I ran on a bed of pine needles and branches. The streets had been semi-cleared. During the night, crews drug trees or cut them up to open one lane of traffic. The smell of pine was strong. Trees were broken off everywhere and usual sights looked starkly different.

I sensed a difference in moods. Patience was being strained as folks were being pulled between their responsibilities at the hospital and wanting to see about their homes and families. We are still without communication and now, local calls don’t even work.

I was fortunate, very fortunate, but I really did not worry about my house or things. My relationships and memories are what I most cherish. A hurricane may kill me, but it could never destroy those important things. Material goods can be replaced or lived without altogether.

I walked through a neighborhood across from the hospital with my camera. I spoke to some of the residents and we compared notes about the storm. We are all amazed at the shear power of it all. We all have the same concerns and that makes a bond.
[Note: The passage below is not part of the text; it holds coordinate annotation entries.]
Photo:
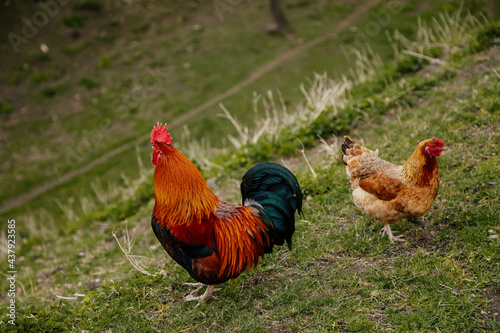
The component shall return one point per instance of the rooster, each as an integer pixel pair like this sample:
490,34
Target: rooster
214,240
388,192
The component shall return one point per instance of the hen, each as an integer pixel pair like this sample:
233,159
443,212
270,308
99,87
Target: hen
214,240
388,192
It is too bad we only seem to cooperate and help each other in tragedy and not at other times.

We all have a lot of work ahead of us; there are homes to repair, trees to haul away, and other unseen obstacles to endure. I do not like to think of being a survivor, that sounds to passive. I will be an over comer. This is just another day. I will take it as it comes and do the best I can. When I get tired I will rest, when I get hungry I will eat, and when I get thirsty I will drink. Isn’t that what we do every other day?